Uzun bir terim gibi gözükse de aslında bir çok oyunda bu özelliği görüyoruz. Peki oyunlar E-Ticareti nasıl değiştirdi?

Akıllı Telefonlardan Dünyaya

Cep telefonları ve oyunculuk ilk başlarda beklenen uyuşmayı yakalayamadı. Piyasada Nintendo ve Sony’in el konsolları varken, kimse telefonun ufak ekranında oyun oynamak istemiyordu. Akıllı telefonların yaygınlaşmasıyla birlikte, grafik ve oynanış olarak etkileyici oyunlar da stüdyolar tarafından piyasaya sürüldü. İnsanlar telefonda oynayacakları bir oyun için ülkemizdeki fiyatlarla 20 – 60 lira arası bir rakam vermedikleri için, bu pazar gereken büyümeyi bir türlü yakalayamadı.

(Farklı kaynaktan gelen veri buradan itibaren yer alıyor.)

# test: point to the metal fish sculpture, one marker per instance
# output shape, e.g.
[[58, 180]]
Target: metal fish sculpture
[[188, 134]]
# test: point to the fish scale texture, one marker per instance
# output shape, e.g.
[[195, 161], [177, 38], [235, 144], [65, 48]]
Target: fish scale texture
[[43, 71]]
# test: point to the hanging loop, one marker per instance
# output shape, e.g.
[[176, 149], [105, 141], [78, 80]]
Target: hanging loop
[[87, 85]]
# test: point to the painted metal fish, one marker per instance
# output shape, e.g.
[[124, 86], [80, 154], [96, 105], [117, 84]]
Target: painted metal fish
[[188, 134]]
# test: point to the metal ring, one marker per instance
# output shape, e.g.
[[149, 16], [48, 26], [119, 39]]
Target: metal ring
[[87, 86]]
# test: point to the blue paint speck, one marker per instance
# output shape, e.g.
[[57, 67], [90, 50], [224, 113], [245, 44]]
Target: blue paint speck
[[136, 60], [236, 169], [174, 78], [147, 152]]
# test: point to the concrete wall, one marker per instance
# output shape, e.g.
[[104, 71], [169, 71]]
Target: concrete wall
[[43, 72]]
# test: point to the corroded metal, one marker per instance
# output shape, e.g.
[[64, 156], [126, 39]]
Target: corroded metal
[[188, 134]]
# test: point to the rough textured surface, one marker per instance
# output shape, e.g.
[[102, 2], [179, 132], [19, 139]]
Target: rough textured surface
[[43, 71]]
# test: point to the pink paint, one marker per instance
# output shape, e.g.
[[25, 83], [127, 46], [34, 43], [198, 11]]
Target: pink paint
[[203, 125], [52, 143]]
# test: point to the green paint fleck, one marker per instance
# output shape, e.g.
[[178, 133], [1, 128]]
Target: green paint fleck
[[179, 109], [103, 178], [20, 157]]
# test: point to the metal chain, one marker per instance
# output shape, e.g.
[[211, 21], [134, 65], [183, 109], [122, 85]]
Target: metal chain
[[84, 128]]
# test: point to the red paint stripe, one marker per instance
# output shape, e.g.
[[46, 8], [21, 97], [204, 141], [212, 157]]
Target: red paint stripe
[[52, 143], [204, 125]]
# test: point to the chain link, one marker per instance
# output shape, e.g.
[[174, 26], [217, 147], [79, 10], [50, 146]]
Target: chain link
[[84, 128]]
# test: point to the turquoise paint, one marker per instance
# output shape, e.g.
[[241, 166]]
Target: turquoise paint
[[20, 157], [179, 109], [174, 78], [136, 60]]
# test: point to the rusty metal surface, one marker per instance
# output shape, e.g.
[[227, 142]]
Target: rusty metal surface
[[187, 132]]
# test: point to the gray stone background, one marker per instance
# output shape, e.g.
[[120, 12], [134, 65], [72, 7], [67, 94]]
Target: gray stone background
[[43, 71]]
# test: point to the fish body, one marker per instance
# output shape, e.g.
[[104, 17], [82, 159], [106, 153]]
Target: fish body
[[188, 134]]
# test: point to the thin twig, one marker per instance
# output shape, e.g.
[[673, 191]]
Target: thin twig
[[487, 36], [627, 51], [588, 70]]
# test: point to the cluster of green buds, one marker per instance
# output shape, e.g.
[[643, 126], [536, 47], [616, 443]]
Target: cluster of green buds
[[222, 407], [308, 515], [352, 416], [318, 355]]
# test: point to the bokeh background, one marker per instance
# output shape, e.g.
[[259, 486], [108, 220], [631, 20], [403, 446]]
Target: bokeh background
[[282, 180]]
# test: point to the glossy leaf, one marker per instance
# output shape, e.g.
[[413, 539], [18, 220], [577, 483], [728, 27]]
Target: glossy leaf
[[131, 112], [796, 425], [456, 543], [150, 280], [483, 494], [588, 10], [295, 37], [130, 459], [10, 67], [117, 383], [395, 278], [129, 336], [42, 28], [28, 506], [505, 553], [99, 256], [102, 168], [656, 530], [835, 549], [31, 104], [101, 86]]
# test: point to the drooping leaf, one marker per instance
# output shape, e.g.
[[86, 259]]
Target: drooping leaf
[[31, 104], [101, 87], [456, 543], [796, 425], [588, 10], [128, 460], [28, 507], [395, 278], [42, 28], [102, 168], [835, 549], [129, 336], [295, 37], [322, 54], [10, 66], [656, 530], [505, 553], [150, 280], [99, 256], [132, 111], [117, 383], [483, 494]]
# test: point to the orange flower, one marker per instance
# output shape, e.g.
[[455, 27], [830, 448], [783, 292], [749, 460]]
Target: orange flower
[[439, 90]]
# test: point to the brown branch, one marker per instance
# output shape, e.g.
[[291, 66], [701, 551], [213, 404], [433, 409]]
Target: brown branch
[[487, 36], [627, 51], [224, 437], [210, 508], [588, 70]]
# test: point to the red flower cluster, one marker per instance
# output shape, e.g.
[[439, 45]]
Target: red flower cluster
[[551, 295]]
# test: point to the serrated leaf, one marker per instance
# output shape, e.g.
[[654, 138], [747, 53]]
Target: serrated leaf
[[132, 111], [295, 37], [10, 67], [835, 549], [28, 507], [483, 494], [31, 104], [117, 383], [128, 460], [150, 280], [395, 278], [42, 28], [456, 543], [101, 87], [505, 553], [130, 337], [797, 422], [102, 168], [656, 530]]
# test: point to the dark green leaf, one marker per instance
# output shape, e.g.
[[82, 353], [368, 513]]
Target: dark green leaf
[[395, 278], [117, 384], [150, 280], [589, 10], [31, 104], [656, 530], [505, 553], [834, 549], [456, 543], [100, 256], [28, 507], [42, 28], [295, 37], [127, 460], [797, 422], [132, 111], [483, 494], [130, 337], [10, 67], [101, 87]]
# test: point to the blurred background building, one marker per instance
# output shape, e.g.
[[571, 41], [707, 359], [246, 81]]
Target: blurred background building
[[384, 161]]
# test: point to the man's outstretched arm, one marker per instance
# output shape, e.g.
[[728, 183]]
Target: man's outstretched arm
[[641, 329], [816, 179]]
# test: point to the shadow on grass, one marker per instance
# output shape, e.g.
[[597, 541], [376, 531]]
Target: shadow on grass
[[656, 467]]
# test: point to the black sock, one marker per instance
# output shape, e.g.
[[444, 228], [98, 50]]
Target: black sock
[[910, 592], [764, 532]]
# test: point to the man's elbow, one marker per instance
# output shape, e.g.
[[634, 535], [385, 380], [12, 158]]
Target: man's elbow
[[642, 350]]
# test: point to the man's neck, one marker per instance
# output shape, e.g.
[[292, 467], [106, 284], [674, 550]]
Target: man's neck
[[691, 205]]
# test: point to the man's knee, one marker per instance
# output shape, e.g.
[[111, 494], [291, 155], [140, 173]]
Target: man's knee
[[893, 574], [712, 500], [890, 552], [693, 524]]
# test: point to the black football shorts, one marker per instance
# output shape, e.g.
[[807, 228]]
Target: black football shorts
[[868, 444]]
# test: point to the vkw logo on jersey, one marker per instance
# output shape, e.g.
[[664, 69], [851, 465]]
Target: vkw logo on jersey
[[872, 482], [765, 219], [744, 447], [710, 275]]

CandyCrash, Farmville ve türevi tarzı bağımlılık odaklı basit oyunların, Facebook üzerindeki yükselişleriyle birlikte yeni bir sektörün de adımları atılmaya başlandı. Bu iki oyunun milyonları aşan sadık kullanıcı sayılarından etkilenen diğer firmalar neredeyse her ay benzer türde, oynaması basit ama bağımlılık yaratacak yapımları duyurmaya başladı.

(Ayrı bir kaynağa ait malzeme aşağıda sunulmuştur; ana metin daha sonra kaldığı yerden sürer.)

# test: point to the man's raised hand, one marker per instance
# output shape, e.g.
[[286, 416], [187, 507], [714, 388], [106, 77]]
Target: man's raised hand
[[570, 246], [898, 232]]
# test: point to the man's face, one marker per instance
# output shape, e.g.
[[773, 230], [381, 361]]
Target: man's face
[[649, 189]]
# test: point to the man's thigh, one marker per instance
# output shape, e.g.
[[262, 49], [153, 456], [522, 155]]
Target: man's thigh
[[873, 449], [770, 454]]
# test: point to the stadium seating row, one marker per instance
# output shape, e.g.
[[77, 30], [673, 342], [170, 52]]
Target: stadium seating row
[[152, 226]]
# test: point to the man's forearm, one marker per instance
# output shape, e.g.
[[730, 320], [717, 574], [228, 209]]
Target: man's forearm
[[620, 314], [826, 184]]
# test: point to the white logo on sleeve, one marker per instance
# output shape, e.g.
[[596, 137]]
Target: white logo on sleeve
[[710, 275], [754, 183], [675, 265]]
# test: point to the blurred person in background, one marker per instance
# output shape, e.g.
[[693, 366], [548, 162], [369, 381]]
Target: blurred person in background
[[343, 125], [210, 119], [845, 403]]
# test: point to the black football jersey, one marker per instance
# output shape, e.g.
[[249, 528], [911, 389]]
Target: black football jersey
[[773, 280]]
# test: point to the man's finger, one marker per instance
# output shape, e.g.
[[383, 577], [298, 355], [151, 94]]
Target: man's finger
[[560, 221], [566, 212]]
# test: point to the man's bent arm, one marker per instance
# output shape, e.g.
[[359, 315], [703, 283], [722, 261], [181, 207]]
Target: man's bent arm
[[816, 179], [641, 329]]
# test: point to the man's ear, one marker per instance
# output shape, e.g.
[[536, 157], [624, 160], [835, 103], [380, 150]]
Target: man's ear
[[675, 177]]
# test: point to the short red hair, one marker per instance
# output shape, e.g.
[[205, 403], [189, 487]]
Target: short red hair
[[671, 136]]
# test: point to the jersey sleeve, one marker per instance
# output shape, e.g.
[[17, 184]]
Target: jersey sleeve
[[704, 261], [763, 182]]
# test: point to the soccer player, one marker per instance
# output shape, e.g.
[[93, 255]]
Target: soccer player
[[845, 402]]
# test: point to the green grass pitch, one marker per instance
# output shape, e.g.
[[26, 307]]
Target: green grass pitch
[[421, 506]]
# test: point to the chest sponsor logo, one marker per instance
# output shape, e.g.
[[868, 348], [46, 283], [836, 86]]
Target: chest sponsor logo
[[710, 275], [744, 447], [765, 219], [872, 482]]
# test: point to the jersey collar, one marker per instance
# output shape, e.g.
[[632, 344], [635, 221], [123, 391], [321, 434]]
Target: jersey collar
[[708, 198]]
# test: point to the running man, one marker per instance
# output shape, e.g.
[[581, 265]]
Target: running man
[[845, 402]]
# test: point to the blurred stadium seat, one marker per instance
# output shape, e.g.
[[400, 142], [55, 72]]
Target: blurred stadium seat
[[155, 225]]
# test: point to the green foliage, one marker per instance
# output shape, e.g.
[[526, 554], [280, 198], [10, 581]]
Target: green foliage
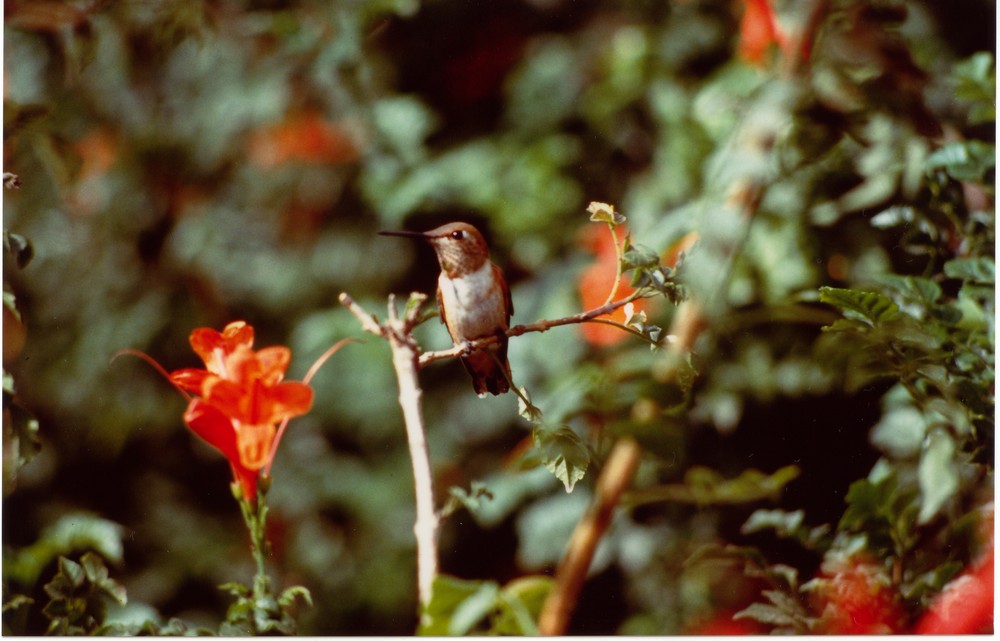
[[78, 596], [704, 486], [256, 612], [181, 166], [460, 608]]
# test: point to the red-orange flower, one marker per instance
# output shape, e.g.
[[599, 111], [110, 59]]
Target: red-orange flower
[[854, 596], [598, 279], [240, 398]]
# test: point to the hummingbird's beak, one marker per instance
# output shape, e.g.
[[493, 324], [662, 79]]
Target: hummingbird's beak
[[407, 234]]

Bir süre sonra Clash of Clans’ın başını çektiği başarılı bir yöntemin adını duyduk. Microtransaction adlı bu pazarlama tarzında, oyuncular bedava bir içerikle ürüne çekiliyordu. Özellikle rekabet gerektiren oyunlarda, günlerini ve saatlerini sabırla harcayan oyuncular, bir yerden sonra kendilerinden güçsüz rakipler tarafından yeniliyor ya da kısır döngünün içinde kalıp artık oyunda ilerlemeyecek hale geliyordu.

5 -6 yıllık bu süreci en kısa bu şekilde anlatmak mümkün oluyor. Mobil oyun firmaları F2P (oynaması bedava) yöntemiyle kısa sürede sektörün devleriyle yarışacak hale geldiler. Bunu gören Blizzard, EA ve Rockstar gibi firmalar ise microtransaction  sistemine geçmenin alternatif yöntemlerini arıyordu. İlk başta Blizzard, Diablo 3’de bu sistemi denedi. Gerçek paranın emeğin önüne geçmesi 2012 yılında PC ve konsol oyuncuları için cinnet sebebi oldu. Firma apar topar özür dileyerek bu yöntemden vazgeçti. İlerleyen yıllarda mobil oyun çılgınlığının artması firmaların tecrübeli hale gelip insanlara microtransaction ile alabilecekleri kozmetik ve hobi odaklı oyun içi eşyalar satmasıyla bu pazarlama yöntemi herkes tarafından kabullenildi.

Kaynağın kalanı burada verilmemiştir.